Show-runners on HBO’s “The Pitt” toyed with a “Yinzer” accent on a recent episode, to mixed results. They could’ve just had the actors listen to Heider’s videos. He said the novelty of the dialect has probably been a factor in gaining him attention beyond the region.

“A lot of people do seem to enjoy the Western Pennsylvania accent,” he said.

In a video visiting what he said was an extremely hastily-renovated AirBNB in McKeesport, Heider zooms in on paint flecks and drips all over the floor.

“Not a drop cloth in sight, any day they were painting,” he says with a laugh, before panning up to a jagged, crooked wall corner. “Every edge just looks like Ray Charles had his way with it with a hatchet, cousin.”

Those quotes are cleaned up a little. Heider is free with his language, and the rough edges give his videos the feel of just hanging out with a friend and cracking jokes.

Sometimes he finds interesting things worth keeping, like a set of trading cards featuring military figures from World War II and the first Persian Gulf War (“We got a first-edition Colin Powell and Dick Cheney!”), or a collection of old Zippo lighters. Or a sculpture of a shirtless clown putting another clown in the “Boston Crab” wrestling hold.

“What is actually happening?

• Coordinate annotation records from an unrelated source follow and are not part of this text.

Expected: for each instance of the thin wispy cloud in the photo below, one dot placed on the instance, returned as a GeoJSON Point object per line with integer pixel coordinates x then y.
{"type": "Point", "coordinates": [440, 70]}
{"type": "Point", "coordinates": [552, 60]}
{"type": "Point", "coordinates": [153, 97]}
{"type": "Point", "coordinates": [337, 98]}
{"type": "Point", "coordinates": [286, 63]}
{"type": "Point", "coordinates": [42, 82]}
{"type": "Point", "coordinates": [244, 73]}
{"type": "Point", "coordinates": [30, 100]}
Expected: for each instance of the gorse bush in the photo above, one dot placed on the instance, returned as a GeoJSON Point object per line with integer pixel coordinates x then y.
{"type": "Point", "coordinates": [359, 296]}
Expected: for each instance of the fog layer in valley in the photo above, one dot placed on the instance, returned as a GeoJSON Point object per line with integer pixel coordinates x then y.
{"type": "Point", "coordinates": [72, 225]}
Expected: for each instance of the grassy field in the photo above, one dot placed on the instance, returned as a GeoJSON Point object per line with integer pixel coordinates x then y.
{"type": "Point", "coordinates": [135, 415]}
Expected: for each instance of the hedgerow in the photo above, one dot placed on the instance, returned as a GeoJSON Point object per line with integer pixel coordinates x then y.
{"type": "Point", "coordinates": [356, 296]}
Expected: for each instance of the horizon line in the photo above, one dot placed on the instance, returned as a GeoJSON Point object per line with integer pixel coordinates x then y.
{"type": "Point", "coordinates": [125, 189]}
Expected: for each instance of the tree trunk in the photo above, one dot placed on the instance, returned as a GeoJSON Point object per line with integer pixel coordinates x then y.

Bro, what crossover did I miss?” Heider asks in the video.

Other times he finds true horrors. One video was shot after an attempt to pull out some old ceiling insulation results in the discovery of a dead, barely identifiable animal.

“Your boy was just attacked by something that had been deceased for a while,” he states, very matter-of-factly, in the video.

Some videos are just a bizarre situation he finds himself in, like a rental truck whose windshield wipers are not attached to their controls.

“We out here with this truck that’s got the flappiest, slappiest windshield wipers,” he says with a laugh. “But we got some twine from Dollar General and we’re about to make this (truck) gangster again!”

Mostly, he finds a lot of mold and overdue maintenance.

“We just try to keep up with what the house definitely needs,” he said while taking a break at the White Oak house. “My buddy’s inside right now dry-locking the walls, and the first thing I did was opened the attic up and scrubbed down the rafters.”

Eventually, the house will get a new owner through the sheriff’s sale, and thanks to Heider it hopefully won’t have developed any new cracks or leaks.

And somewhere, out in the wilds of the internet, will be the video Heider shot of a bunch of semi-creepy-looking dolls and other kitschy items in a large glass display case.

“We got some top-tier grandma-core here, dawg,” he says in the video, before snatching up a ceramic egg with a unicorn design from the bottom shelf. “Yo, I’m taking this home and hatching my very own grandma unicorn.”